Money market funds typically invest in low-risk and highly liquid securities such as certificates of deposits, other government securities, as well as commercial papers. The main aim of these funds is to keep the NAV of the fund constant at $1 per share. The yield might also fluctuate. However, there are chances that the NAV of the money market fund goes below $1 in case the investments are not performing very well. Though the chances of investors losing their money by investing in money market funds are rare, the risk cannot be completely avoided.
When an investor tenders the shares of a money market fund, the redemption of the shares needs to be done within 7 days of the tender. As per Section 22(e) of the Investment Company Act of 1940, open-end mutual fund companies may not suspend the investor’s right for redemption, and will pay the proceeds within 7 days of the tender; unless there are certain emergencies or if the Commission by order does not permit to do so for protection of the security holders.
As with any other investment, you need to carefully study all the important information related to investing in a money market fund. You need to go through the prospectus, study the profile of the fund as well as take a look at the latest shareholder report.
The US Securities and Exchange Commission (SEC) regulate these money market funds. The SEC aims at protection of investors’ objectives and tries to ensure that the risks involved are limited. There are several aspects related to money market funds that are governed by SEC Rule 2a-7, such as:
- Maturity: These funds are not permitted to hold any kind of investments that have a maturity period extending 397 days. Also, it’s important that the fund portfolios’ weighted average maturity is not more than 90 days.
- Credit Quality: A minimum of 5% of the holdings of the money market fund should be made in such investments that fall into the category of second highest as well as short term rating criteria.
- Diversification: The portfolio of the money market funds needs to be well diversified. There cannot be any holding in the money market fund that is beyond 5% of the value of the (exceptions being US Treasury as well as holdings of certain government agencies).

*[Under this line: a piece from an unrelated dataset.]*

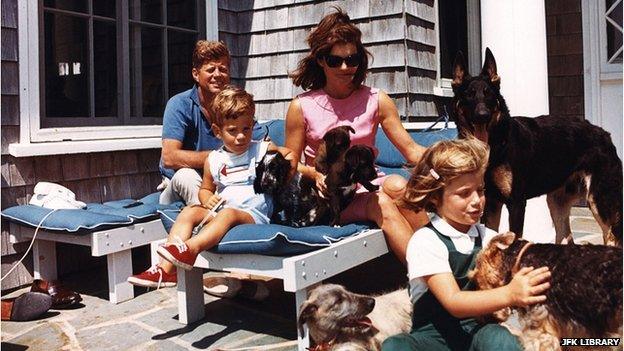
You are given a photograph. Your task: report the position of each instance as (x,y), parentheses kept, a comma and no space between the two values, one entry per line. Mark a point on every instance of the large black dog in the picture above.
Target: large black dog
(562,157)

Risks involved in Money Market Funds
A money market fund is essentially a security. The fund managers of the money market fund aim to keep the NAV constant at $1 per share. However, if the investments are not performing up to the mark, then this value of $1 per share may drop down and investors may be at the risk of losing some or their entire principal. Though the chances of such kind of losses are rare, it is difficult to avoid the risk completely. The money market funds, unlike the FDIC insured savings accounts, are not federally insured. However, in return of the risk that the investors are bearing, they can expect higher returns from the money market funds.
The rates of the money market funds are also not constant but variable. In short, you cannot predict how much you will get to earn in the next month by investing in a money market fund. The rates tend to fluctuate and may rise or drop. If the price rises, it will be beneficial for you. However, if the price falls down, you might land up earning much less than what you expected.
As money market funds tend to invest in low-risk securities, the chances of earning good returns that are inflation proof is rare. Over an extended period of time, inflation is bound to eat away the returns on your investment.
Advantages of Money Market Funds
- Safety: The primary objective of a money market fund is capital preservation. The NAV remains constant at $1 per share. In rare cases, when the NAV goes below $1 per share, and the investor is facing losses, the mutual fund company or the sponsor steps in to absorb these kinds of losses.
- Liquidity: Another advantage of money market funds is the liquidity or the easy access to cash that they provide.
- Yield: The yield of the money market funds is based on the underlying fund’s holdings. This yield is automatically reinvested in the money market fund through the purchase of some additional shares. The yield offered by money market funds thus makes them an attractive investment option.